The recorded image has the shape of an ellipse. The characteristic parameters of this ellipse (Hillas parameters) are part of the image variables, and we use them for discrimination. We also use, in addition, other discriminating features, such as asymmetric energy deposits along the central axis, the extent of the cluster in the image plane, or the total sum of deposits.


  1. Application type.
  2. Data set.
  3. Neural network.
  4. Training strategy.
  5. Model selection.
  6. Testing analysis.
  7. Model deployment.

This example is solved with Neural Designer. To follow it step by step, you can use the free trial.

1. Application type

This is a classification project since the variable to be predicted is binary: gamma (signal) or hadron (background).

2. Data set

The first step is to prepare the data set, which is the source of information for the classification problem. For that, we need to configure the following concepts:

  • Data source.
  • Variables.
  • Instances.

Data source

The data source is the file gamma.csv. It contains the data for this example in comma-separated values (CSV) format. The number of columns is 11, and the number of rows is 19020.

The Corsika simulation program generated the data set: a Monte Carlo code to simulate extensive air showers. In addition, it has been used to simulate the registration of high-energy gamma particles from the Cherenkov gamma telescope using the imaging technique.


The variables are:

  • lenght: Major axis of ellipse (in mm).
  • width: Minor axis of the ellipse (in mm).
  • size: 0-log of the sum of the content of all pixels (in phot).
  • conc: Ratio of the sum of the two highest pixels over size.
  • conc1: Ratio of highest pixel over size.
  • asym: Distance from highest pixel to center, projected onto major axis (in mm).
  • M3Long: Third root of the third moment along the major axis (in mm).
  • M3Trans: Third root of the third moment along the minor axis (in mm).
  • alpha: Angle of central axis with vector to origin (in degrees).
  • distance: Distance from the origin to the ellipse’s center (in mm).
  • class: gamma (signal), hadron (background).


Neural Designer divides the instances randomly into training, selection, and testing subsets. They represent 60% (11412), 20% (3804), and 20% (3804) of the data.

Variables distributions

We can calculate the distributions of all variables. The following figure is the pie chart for the gamma or hadron cases.

As we can see, most of the samples are gamma signals. The hadron class (background) represents most of the events in the actual data.

Inputs-targets correlations

Finally, the inputs-targets correlations might indicate to us what factors most influence.

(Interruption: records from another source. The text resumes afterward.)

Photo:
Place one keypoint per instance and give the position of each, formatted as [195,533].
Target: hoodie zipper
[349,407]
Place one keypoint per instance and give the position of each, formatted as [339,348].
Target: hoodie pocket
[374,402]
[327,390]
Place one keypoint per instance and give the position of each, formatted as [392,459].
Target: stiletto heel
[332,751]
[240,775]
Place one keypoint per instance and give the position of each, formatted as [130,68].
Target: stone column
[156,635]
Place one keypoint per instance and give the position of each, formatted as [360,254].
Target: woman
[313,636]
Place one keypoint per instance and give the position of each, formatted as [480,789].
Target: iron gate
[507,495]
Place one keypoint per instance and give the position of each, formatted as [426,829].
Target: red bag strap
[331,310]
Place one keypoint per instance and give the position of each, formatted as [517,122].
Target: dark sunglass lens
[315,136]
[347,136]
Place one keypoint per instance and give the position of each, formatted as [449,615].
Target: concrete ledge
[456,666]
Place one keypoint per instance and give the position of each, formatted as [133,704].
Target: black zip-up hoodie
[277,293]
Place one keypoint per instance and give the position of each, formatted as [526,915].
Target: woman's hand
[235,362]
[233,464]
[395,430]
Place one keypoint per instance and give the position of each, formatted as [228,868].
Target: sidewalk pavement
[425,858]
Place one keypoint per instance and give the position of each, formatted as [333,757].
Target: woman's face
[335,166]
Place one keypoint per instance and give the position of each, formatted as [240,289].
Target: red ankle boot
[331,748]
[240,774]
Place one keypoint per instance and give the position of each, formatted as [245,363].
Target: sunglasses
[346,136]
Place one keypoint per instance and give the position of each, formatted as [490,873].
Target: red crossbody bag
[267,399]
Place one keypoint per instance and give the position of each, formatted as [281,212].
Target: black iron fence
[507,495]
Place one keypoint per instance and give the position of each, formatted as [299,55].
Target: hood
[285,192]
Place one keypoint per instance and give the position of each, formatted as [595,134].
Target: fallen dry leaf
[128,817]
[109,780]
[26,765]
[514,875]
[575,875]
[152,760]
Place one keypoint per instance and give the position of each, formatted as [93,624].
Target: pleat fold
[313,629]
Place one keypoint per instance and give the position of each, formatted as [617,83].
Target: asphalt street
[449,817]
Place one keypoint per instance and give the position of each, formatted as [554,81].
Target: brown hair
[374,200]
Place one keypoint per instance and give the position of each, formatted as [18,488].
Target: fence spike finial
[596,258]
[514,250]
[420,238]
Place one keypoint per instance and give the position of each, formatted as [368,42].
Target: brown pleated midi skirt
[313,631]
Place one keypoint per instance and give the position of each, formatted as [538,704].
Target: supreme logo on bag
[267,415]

The most correlated variables with the classification are alpha and dist, which refer to ellipse variables. Also, there are not many correlated variables like fConc1 and fM3Trans.

3. Neural network

The second step is to choose a neural network. In classification problems, it is usually composed of:

  • A scaling layer.
  • Two perceptron layers.
  • A probabilistic layer.

The scaling layer contains the statistics on the inputs calculated from the data file and the method for scaling the input variables. Here, the minimum and maximum method has been set. Nevertheless, the mean and standard deviation method would produce very similar results.

The number of perceptron layers is 1. This perceptron layer has 10 inputs and 10 neurons.

Finally, we will set the binary probabilistic method for the probabilistic layer as we want the predicted target variable to be binary.

The following figure is a graphical representation of this classification neural network:

Here, the yellow circles represent scaling neurons, the blue circles represent perceptron neurons, and the red circles represent probabilistic neurons. The number of inputs is 10, and the number of outputs is 1.

4. Training strategy

The fourth step is to set the training strategy, which is composed of:

  • Loss index.
  • Optimization algorithm.

The loss index chosen for this application is the normalized squared error with L2 regularization.

The error term fits the neural network to the training instances of the data set. The regularization term makes the model more stable and improves generalization.

The optimization algorithm searches for the neural network parameters that minimize the loss index. The quasi-Newton method is chosen here.

The following chart shows how the training and selection errors decrease with the epochs during training.

The final values are training error = 0.547 NSE (blue) and selection error = 0.550 NSE (orange).

5. Model selection

The objective of model selection is to find the network architecture with the best generalization properties, which minimizes the error on the selected instances of the data set.

More specifically, we want to find a neural network with a selection error of less than 0.550 WSE, which is the value we have achieved.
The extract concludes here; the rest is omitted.